両者は、5’末端から数えて10番目の塩基が異なる
(T1=A、T2=C)以外は同じ配列を有している。
また標的一本鎖核酸T1およびT2の5’末端から数え
て11番目の塩基から30番目の塩基までの配列と相補
的な配列を核酸プローブとして用いた。
<標的一本鎖核酸T1>
5’GCTCCAGTGACGGCGTAGCCGTA
GGAATGC3’
<標的一本鎖核酸T2>
5’GCTCCAGTGCCGGCGTAGCCGTA
GGAATGC3’
<核酸プローブ>
5’GCATTCCTACGGCTACGCCG3’
先ず、スライドガラス表面を従来方法に従って、ポリL
−リシンコートにより修飾した。次に、核酸プローブの
5’末端側を、この修飾したスライドガラス表面上に固
定した。標識ddNTPとして、蛍光物質FAM(ca
rboxyfluorescein:カルボキシフルオ
レセイン)により標識されたddCTP、蛍光物質R6
G(rhodamin6G:ローダミン6G)により標
識されたddATP、蛍光物質TAMRA(carbo
xytetrametylrhodamine:カルボ
キシテトラメチルローダミン)により標識されたddG
TP、および蛍光物質ROX(carboxy−X−r
hodamine:カルボキシ−X−ローダミン)によ
り標識されたddTTPを含む混合物を用いた。
<標識ddNTP>
FAM−ddCTP、R6G−ddATP、TAMRA
−ddGTP、ROX−ddTTP
Polymerase反応には、宝酒造(株)製のDN
A Polymerase I(E.coli)を使用
した。そのため先ず、100pmolの標的一本鎖核酸
T1を50uLの滅菌蒸留水中に混合し、この試料液を
上記核酸プローブが固定されたスライドガラス上に添加
した。そしてこのスライドガラスを25℃の恒温槽内に
おいて1時間保存することで、スライドガラス上におけ
る核酸プローブと標的一本鎖核酸T1とのハイブリダイ
ゼーション反応を行った。Example (Example 1) As shown below, T1 and T2 consisting of 30 bases were used as target single-stranded nucleic acids.
Both have the same sequence except that the 10th base from the 5'end is different (T1 = A, T2 = C).
Also, a sequence complementary to the sequence from the 11th base to the 30th base counted from the 5'end of the target single-stranded nucleic acids T1 and T2 was used as a nucleic acid probe. <Target single-stranded nucleic acid T1>5'GCTCCCAGTG A CGGCGTAG GCCGTA
GGAATGC3 '<target single-stranded nucleic acid T2>5'GCTCCCAGTG C CGCGGTAGCCGTA
GGAATGC3 '<Nucleic acid probe>5'GCATTCCTACGGCTACGCCG3' First, a slide glass surface was subjected to poly L according to a conventional method.
-Modified with lysine coat. Next, the 5'end side of the nucleic acid probe was immobilized on the surface of this modified glass slide. As the labeled ddNTP, the fluorescent substance FAM (ca
rboxyfluorescein (carboxyfluorescein), ddCTP, fluorescent substance R6
DdATP labeled with G (rhodamine 6G: rhodamine 6G), fluorescent substance TAMRA (carbo
xyTetrametylrhodamine: ddG labeled with carboxytetramethylrhodamine)
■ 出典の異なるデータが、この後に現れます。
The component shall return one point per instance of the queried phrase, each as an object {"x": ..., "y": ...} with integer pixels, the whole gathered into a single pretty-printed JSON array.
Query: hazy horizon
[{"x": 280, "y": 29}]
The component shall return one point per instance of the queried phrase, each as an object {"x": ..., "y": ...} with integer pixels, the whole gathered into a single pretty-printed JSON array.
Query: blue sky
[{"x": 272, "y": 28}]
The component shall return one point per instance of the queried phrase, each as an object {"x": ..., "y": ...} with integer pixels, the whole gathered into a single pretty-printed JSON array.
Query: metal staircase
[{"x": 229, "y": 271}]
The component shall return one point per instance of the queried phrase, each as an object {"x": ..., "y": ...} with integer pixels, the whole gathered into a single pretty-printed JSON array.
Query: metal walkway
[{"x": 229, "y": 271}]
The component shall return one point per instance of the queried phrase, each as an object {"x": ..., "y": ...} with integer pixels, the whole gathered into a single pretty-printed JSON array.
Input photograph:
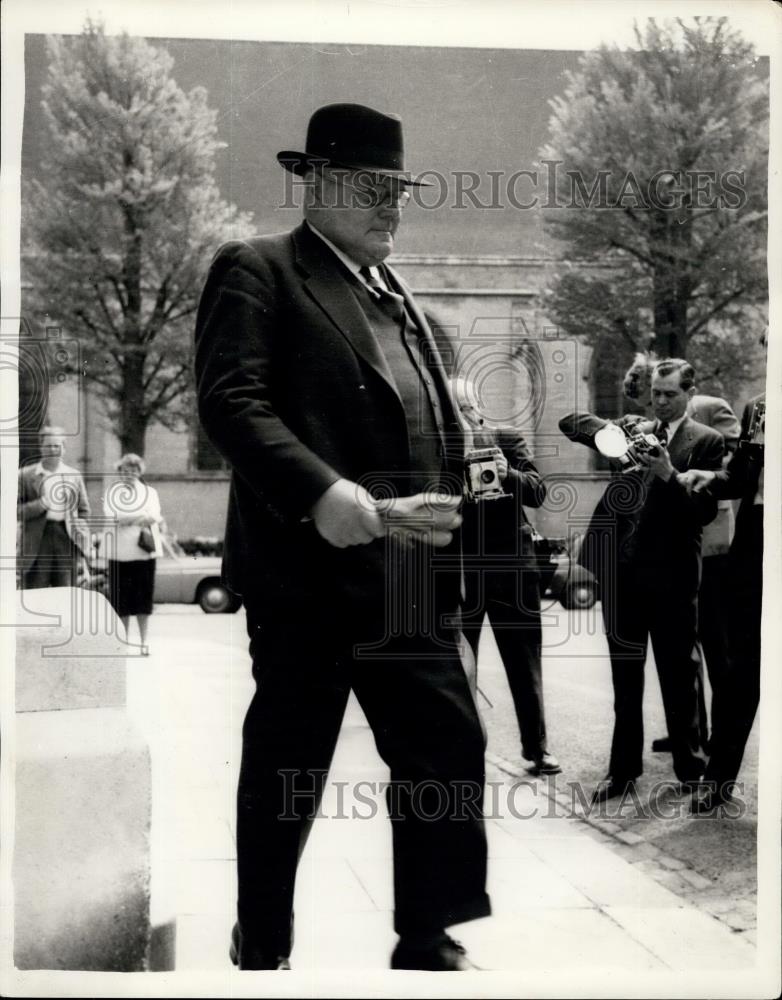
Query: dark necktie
[{"x": 393, "y": 305}]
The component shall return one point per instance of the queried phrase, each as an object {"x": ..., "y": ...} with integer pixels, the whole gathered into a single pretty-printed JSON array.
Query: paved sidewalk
[{"x": 563, "y": 900}]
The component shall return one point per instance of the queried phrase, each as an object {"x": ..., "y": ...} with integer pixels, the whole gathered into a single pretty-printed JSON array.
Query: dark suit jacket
[
  {"x": 643, "y": 522},
  {"x": 295, "y": 392},
  {"x": 31, "y": 512}
]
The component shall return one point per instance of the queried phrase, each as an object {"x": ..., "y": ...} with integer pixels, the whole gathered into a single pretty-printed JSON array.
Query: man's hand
[
  {"x": 659, "y": 463},
  {"x": 695, "y": 480},
  {"x": 346, "y": 514},
  {"x": 430, "y": 518}
]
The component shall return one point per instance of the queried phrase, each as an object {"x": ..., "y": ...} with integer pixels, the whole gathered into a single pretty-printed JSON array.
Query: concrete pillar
[{"x": 81, "y": 856}]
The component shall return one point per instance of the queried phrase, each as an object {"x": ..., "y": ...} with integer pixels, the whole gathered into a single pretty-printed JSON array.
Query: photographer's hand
[
  {"x": 426, "y": 517},
  {"x": 346, "y": 514},
  {"x": 696, "y": 480}
]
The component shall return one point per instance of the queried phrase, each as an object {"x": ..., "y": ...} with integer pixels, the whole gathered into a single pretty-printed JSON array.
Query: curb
[{"x": 672, "y": 873}]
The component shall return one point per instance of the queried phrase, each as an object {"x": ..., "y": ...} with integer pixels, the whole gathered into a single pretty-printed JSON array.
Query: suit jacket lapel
[
  {"x": 680, "y": 445},
  {"x": 433, "y": 359},
  {"x": 328, "y": 286}
]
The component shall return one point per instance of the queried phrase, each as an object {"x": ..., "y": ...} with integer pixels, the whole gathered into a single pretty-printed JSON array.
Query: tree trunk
[
  {"x": 133, "y": 421},
  {"x": 133, "y": 418},
  {"x": 672, "y": 238}
]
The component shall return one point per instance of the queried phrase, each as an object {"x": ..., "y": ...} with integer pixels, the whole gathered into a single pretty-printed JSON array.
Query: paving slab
[{"x": 563, "y": 900}]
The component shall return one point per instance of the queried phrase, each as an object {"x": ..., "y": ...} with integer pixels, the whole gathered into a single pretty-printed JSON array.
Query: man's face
[
  {"x": 52, "y": 446},
  {"x": 669, "y": 400},
  {"x": 358, "y": 211}
]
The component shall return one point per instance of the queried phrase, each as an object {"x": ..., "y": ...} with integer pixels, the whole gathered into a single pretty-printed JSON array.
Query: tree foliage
[
  {"x": 119, "y": 230},
  {"x": 661, "y": 159}
]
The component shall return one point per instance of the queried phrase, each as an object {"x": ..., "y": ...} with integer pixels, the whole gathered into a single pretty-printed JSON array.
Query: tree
[
  {"x": 121, "y": 226},
  {"x": 659, "y": 158}
]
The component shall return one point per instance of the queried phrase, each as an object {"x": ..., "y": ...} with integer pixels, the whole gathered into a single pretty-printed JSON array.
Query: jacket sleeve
[
  {"x": 238, "y": 327},
  {"x": 27, "y": 507},
  {"x": 526, "y": 482}
]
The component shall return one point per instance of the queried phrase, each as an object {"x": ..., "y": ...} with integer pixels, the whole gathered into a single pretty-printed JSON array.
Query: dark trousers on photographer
[
  {"x": 426, "y": 729},
  {"x": 713, "y": 614},
  {"x": 736, "y": 699},
  {"x": 638, "y": 605},
  {"x": 512, "y": 602}
]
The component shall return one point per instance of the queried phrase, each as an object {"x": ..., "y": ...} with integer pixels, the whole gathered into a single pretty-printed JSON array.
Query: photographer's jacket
[{"x": 642, "y": 521}]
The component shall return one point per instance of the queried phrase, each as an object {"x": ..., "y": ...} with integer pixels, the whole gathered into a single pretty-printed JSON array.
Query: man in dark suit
[
  {"x": 736, "y": 699},
  {"x": 52, "y": 504},
  {"x": 501, "y": 580},
  {"x": 320, "y": 382},
  {"x": 643, "y": 544}
]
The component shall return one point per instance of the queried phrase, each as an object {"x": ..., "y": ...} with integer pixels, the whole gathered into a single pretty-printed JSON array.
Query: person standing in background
[
  {"x": 501, "y": 580},
  {"x": 134, "y": 508},
  {"x": 643, "y": 544},
  {"x": 51, "y": 507},
  {"x": 715, "y": 412},
  {"x": 736, "y": 700}
]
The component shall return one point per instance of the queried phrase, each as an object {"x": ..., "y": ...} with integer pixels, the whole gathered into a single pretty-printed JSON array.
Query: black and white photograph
[{"x": 386, "y": 579}]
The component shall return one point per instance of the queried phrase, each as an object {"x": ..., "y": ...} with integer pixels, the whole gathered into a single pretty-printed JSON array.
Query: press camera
[
  {"x": 756, "y": 432},
  {"x": 626, "y": 445},
  {"x": 481, "y": 474}
]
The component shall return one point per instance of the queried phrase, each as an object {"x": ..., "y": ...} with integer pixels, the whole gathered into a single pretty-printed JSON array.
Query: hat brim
[{"x": 298, "y": 163}]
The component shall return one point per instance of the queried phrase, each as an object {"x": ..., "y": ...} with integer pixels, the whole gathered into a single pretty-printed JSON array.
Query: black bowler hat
[{"x": 352, "y": 136}]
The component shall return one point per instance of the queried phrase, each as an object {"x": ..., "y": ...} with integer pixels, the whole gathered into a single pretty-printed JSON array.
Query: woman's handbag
[{"x": 146, "y": 540}]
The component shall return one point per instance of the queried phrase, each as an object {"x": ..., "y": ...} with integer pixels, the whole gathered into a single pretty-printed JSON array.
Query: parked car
[
  {"x": 184, "y": 579},
  {"x": 179, "y": 579},
  {"x": 564, "y": 580}
]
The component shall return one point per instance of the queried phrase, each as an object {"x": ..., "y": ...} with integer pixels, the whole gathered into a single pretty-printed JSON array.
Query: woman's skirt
[{"x": 130, "y": 586}]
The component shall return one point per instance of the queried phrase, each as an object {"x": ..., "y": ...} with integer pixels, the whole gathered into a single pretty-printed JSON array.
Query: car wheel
[
  {"x": 216, "y": 599},
  {"x": 579, "y": 596}
]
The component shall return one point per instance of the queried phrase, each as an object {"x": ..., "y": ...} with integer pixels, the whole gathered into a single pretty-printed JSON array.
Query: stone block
[
  {"x": 70, "y": 651},
  {"x": 81, "y": 859}
]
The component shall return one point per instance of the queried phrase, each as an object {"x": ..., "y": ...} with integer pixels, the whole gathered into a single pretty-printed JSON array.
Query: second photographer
[{"x": 499, "y": 567}]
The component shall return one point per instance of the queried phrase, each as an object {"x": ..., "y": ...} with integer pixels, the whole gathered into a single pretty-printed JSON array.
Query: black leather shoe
[
  {"x": 546, "y": 763},
  {"x": 247, "y": 956},
  {"x": 610, "y": 788},
  {"x": 444, "y": 955}
]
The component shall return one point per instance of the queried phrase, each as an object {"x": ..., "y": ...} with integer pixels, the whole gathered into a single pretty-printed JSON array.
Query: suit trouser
[
  {"x": 55, "y": 563},
  {"x": 638, "y": 607},
  {"x": 512, "y": 603},
  {"x": 426, "y": 729},
  {"x": 712, "y": 632},
  {"x": 737, "y": 698}
]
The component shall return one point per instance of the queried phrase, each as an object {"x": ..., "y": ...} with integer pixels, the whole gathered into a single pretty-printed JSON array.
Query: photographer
[
  {"x": 736, "y": 700},
  {"x": 500, "y": 576},
  {"x": 715, "y": 412},
  {"x": 643, "y": 544}
]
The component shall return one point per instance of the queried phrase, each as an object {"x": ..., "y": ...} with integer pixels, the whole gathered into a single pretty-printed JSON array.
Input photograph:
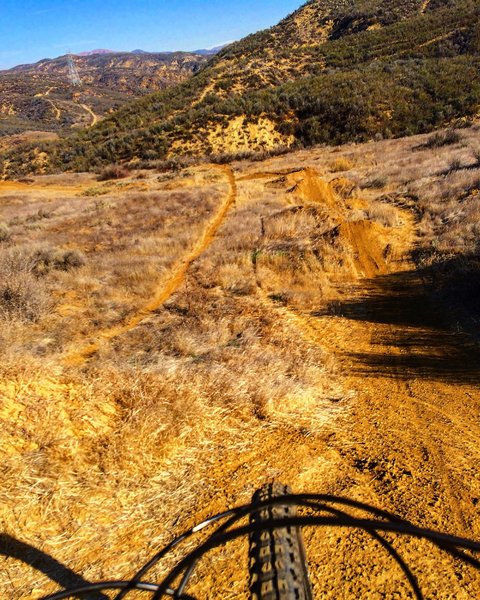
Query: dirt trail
[
  {"x": 166, "y": 288},
  {"x": 408, "y": 441}
]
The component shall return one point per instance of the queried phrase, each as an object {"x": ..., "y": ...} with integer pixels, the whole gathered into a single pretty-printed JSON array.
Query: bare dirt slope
[
  {"x": 288, "y": 337},
  {"x": 407, "y": 442}
]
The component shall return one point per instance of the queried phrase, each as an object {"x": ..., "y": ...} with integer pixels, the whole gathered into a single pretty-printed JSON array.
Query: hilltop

TP and fluorescent substance ROX (carboxy-X-r
A mixture containing ddTTP labeled with (hodamine: carboxy-X-rhodamine) was used. <Labeled ddNTP> FAM-ddCTP, R6G-ddATP, TAMRA
-DdGTP, ROX-ddTTP Polymerase reaction, DN manufactured by Takara Shuzo Co., Ltd.
A Polymerase I (E. coli) was used. Therefore, first, 100 pmol of the target single-stranded nucleic acid T1 was mixed in 50 uL of sterile distilled water, and this sample solution was added onto the slide glass on which the nucleic acid probe was immobilized. Then, this slide glass was stored in a thermostat at 25 ° C. for 1 hour to carry out a hybridization reaction between the nucleic acid probe on the slide glass and the target single-stranded nucleic acid T1.
【0038】ハイブリダイゼーション反応後、滅菌蒸留
水を用いてスライドガラスを洗浄した。洗浄後、上記各
標識ddNTP、DNA Polymerase I、
10×E.coli DNA Polymerase
I Bufferおよび滅菌蒸留水から調製された50
uLの反応液を全量スライドガラス上に添加し、37℃
にて1時間Polymerase反応させた。なお、こ
の反応液中の上記各標識ddNTPのそれぞれの濃度は
0.2mMとし、またDNA Polymerase
Iは0.5U/uLの濃度で用い、そして10×E.c
oli DNAPolymerase I Buffe
rは10倍に希釈して使用した。After the hybridization reaction, the slide glass was washed with sterile distilled water. After washing, each labeled ddNTP, DNA Polymerase I,
10xE. E.coli DNA Polymerase
50 prepared from I Buffer and sterile distilled water
Add all of the uL reaction solution onto a slide glass and incubate at 37 ℃.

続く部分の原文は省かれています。